Student Honored for Work with Exploited Children
March 02, 2012 / by Susan ShimotsuCharisma De Los Reyes, a Master of Social Work student at the San Diego Academic Center, has received the San Diego County Juvenile Justice Commission Award in child welfare services for her work on behalf of commercially sexually exploited children in the San Diego area. The commission annually recognizes individuals for their commitment to public service involving youth, families or children in the juvenile justice system.
De Los Reyes, a Community Organization, Planning and Administration (COPA) major at the USC School of Social Work, has collaborated with various local law enforcement, education and community agencies to develop training that raises awareness about commercially sexually exploited children and begin an advocacy campaign to protect these victims in San Diego County.
Toward that end, she participated in a session at the U.S. Department of Education's Office of Safe and Drug-Free Schools National Conference about the Grossmont Union High School District’s Safe Schools/Healthy Students Initiative to curb human trafficking on school campuses.
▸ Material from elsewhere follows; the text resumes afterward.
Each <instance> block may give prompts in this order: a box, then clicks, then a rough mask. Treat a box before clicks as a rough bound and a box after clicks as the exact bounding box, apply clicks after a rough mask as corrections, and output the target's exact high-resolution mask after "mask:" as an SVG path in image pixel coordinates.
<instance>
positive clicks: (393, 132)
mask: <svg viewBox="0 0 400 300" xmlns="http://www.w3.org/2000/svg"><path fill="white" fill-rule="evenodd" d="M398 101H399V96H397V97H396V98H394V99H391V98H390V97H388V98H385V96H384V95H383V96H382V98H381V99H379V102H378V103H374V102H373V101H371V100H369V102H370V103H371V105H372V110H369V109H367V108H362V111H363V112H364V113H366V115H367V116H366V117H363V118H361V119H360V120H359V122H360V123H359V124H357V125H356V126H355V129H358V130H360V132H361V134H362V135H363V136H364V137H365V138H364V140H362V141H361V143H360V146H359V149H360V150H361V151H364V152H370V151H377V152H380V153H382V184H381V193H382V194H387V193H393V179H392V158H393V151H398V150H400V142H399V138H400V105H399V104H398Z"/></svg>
De Los Reyes represented Mariposa Center for Change, an advocacy organization she helped establish to protect women and children of color in Southern California.
“I hope to gain credibility, visibility and access to different agencies, where we can begin to address and improve programming surrounding the needs of commercially sexually exploited children,” she said, on winning the award. “I want to further advocate for the needs and services of these victims by supporting legislation that will protect exploited children.”
De Los Reyes is currently working on a campaign to gain support for the Safe Harbor Act for Exploited Children, which will recognize that young people who have been subjected to commercial sexual exploitation, such as acts of prostitution, are victims and not perpetrators of the crimes.
The act would also shift the jurisdiction for these situations from juvenile delinquency to child welfare, where young people can receive safe and appropriate trauma-informed services, she said.